J'ai débité pas mal de bois cet après-midi ! Non, je rigole bien sûr ! C'est l'endroit où nous avons passé le réveillon de Noël sous la pluie.
J'ai débité pas mal de bois cet après-midi ! Non, je rigole bien sûr ! C'est l'endroit où nous avons passé le réveillon de Noël sous la pluie.
25 DECEMBRE

Quel plus beau cadeau de Noël que le soleil ce matin au réveil. Le ciel est bleu mais il fait un froid de canard, 0 degré affiche le thermomètre. Ça fait longtemps que nous n'avons pas apprécié notre café comme ça, les yeux fermés et le visage dans le soleil. Nous rechargeons les batteries, la température remonte doucement et nous laissons le matériel sécher par la même occasion. La toile de tente est durcie par le givre. Nous mettons les voiles en fin de matinée et découvrons un peu le coin. Nous traversons de jolis villages, les guirlandes et décorations de Noël illuminent les maisons, les familles sont de sortie, réunies pour Noël. Nous avons le droit à de grands sourires, ça fait du bien, j'ai l'impression que le pire est maintenant derrière nous, quel calvaire cette première partie slovaque. La motivation est revenue, nous avons retrouvé la pêche et filons en sifflotant sur nos vélos.
C'est une station-service qui nous servira de point de ravitaillement, rien n'est ouvert en ce jour de Noël et il nous faut en profiter. Nous devons traverser un champ et entrer par un portail resté entrouvert pour nous y rendre, puisque la station est sur l'autoroute. Nous venons aussi faire le plein d'essence. Les estomacs vides, nous dévorons tout ce que nous trouvons, on trouve même des raviolis aux épinards qui feront office de plat principal ce soir pour accompagner le reste de saumon.
Ce soir, l'objectif est de trouver une belle forêt et de faire un gros feu de camp. Les flammes nous manquent, nous sentons le chien mouillé depuis des jours, nous qui avions pris l'habitude de faire d'agréables bains de fumée autour du feu. Il faut savoir que la fumée est un excellent antibactérien, désodorisant, la cendre également a divers bienfaits, et puis c'est toujours plus agréable d'être bien sec et de sentir la fumée que le chien mouillé.
Nous abordons le village de Beckov où un très beau château médiéval culmine sur une colline. Plus loin, un sentier bifurque et s'enfonce dans un bout de forêt, seulement il monte raide, trop raide pour pousser les vélos chargés. Je pars en éclaireur et trouve un joli balcon, il surplombe le village et nous pouvons apercevoir le château. Il nous faut maintenant monter les affaires au fur et à mesure, nous y passons au moins 30 minutes, le prix à payer pour profiter d'un beau bivouac un soir de Noël. Le ciel est clair ce soir, rempli d'étoiles.

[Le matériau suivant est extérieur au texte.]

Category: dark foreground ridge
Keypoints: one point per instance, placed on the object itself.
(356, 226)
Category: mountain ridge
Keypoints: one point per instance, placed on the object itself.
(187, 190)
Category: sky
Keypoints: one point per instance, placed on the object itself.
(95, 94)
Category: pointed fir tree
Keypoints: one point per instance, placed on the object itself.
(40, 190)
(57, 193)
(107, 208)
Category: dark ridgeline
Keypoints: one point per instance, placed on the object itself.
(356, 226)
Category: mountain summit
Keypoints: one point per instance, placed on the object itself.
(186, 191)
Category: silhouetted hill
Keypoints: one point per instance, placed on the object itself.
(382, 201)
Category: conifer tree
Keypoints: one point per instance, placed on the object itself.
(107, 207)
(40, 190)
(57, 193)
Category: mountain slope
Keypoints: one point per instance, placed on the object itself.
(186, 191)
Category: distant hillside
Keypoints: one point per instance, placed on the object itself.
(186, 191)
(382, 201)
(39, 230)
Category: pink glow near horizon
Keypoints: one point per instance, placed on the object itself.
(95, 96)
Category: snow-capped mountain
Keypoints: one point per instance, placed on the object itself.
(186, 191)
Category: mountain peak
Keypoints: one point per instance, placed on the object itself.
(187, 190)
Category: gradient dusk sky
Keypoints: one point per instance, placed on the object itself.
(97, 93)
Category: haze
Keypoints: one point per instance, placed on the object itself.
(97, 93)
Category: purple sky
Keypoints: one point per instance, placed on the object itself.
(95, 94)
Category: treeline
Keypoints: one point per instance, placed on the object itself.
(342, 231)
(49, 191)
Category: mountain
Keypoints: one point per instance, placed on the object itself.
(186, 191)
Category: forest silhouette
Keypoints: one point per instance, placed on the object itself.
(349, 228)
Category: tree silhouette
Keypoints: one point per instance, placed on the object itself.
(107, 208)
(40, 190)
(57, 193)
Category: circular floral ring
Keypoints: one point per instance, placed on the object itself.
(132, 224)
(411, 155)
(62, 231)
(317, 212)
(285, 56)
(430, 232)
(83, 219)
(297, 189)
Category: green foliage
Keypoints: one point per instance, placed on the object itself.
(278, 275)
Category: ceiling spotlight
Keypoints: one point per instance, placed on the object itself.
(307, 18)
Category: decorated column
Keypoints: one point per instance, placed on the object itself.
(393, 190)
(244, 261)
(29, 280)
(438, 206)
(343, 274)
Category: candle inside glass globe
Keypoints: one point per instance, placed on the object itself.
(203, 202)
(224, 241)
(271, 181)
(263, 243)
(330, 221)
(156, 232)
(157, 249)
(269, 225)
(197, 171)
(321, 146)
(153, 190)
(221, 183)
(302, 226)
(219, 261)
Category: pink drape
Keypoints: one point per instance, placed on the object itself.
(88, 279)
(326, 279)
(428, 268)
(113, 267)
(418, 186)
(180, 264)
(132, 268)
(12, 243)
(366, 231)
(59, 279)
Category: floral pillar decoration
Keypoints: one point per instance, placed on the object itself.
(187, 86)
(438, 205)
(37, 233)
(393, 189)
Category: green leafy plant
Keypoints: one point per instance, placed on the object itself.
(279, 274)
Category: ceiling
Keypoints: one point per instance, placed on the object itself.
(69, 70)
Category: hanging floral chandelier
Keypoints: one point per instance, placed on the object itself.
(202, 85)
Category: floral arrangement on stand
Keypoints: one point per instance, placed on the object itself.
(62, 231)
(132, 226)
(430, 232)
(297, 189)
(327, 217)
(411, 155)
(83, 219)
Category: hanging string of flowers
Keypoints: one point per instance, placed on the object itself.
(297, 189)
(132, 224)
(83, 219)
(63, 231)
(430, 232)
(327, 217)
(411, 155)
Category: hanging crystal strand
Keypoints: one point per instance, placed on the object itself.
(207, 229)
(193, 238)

Le château de Beckov, datant du XIIIe siècle.
Le château de Beckov, datant du XIIIe siècle.
Bivouac de Noël.
Bivouac de Noël.
26 DECEMBRE

Un peu perdus dans la ville de Trenčín ce matin, il faut dire que ça fait un moment que nous n'avons pas traversé une ville aussi grande. Nous finissons par en sortir et mettons le cap au nord, en direction de la ville de Žilina par la route 507. C'est de plus en plus joli, le paysage se transforme peu à peu, l'architecture également. Le béton laisse la place au bois et à la pierre, les forêts commencent à réapparaître, l'air est plus vif, les montagnes se rapprochent. Ça monte, mais le dénivelé est très progressif et nous permet de continuer à pédaler tout au long de la journée. Nous roulons bien, profitons de pauses régulières dans les stations-service, elles sont bien achalandées en barres énergétiques, sandwichs etc., et nous pouvons boire une boisson chaude. C'est le grand luxe après ce que l'on a vécu. Le seul bémol, c'est que la plupart des forêts qui nous entourent sont en dévers, un détail qui nous complique un peu la tâche lors des bivouacs. Il nous faut trouver un balcon, ce qui n'est pas toujours facile, ça prend du temps, de l'énergie pour ratisser la forêt, et puis il faut monter ensuite tout le matériel, faire des allers-retours car il nous est impossible de pousser les vélos dans ce chantier avec des pentes très raides à travers les bois. Mais ça nous permet au moins de ne pas nous refroidir car les températures ont chuté, mais c'est moins humide. Je préfère rouler par 2 ou 3 degrés dans un froid sec avec une belle météo que 7 ou 8 degrés humides et une météo pourrie.
Nous sommes dans une belle forêt ce soir, Ada monte la tente pendant que je débite du bois et les premiers problèmes surgissent. C'était trop beau pour être vrai ! L'arceau de la tente se brise de nouveau, quelques centimètres plus loin que ma réparation de fortune. Pas le choix, il me faut virer un morceau et reconsolider une fois de plus avec du duct tape. Une longueur en moins, la tension est encore plus forte et nous croisons les doigts pour que ça tienne. Trouver un arceau neuf, c'est compliqué vu les temps qui courent, peut-être chez Decathlon ? Ça continue quelques minutes plus tard, cette fois-ci c'est ma scie pliante qui lâche. La poisse ! Sans la scie, difficile de préparer un feu correct, à part briser des branchages avec les mains ou les pieds, système D plutôt dangereux si un retour de branche me venait droit dans la figure, ce n'est pas le moment de se blesser. Par chance, la lame s'est brisée presque au niveau du manche, il me reste donc une bonne longueur de lame. Je gamberge un peu et décide de tenter un truc. Je chope une petite section de bois et commence à tailler une encoche au couteau à l'interieur. Le but est de la faire la plus profonde possible et juste un peu plus large que la lame. Je m'arme de patience et finis par obtenir quelque chose de correct. L'étape suivante est de bourrer l'encoche de super glue et d'y enfoncer la lame. Je la laisse bien sécher et teste mon prototype en essayant de ne pas forcer comme une brute. C'est plus long mais ça fait le job.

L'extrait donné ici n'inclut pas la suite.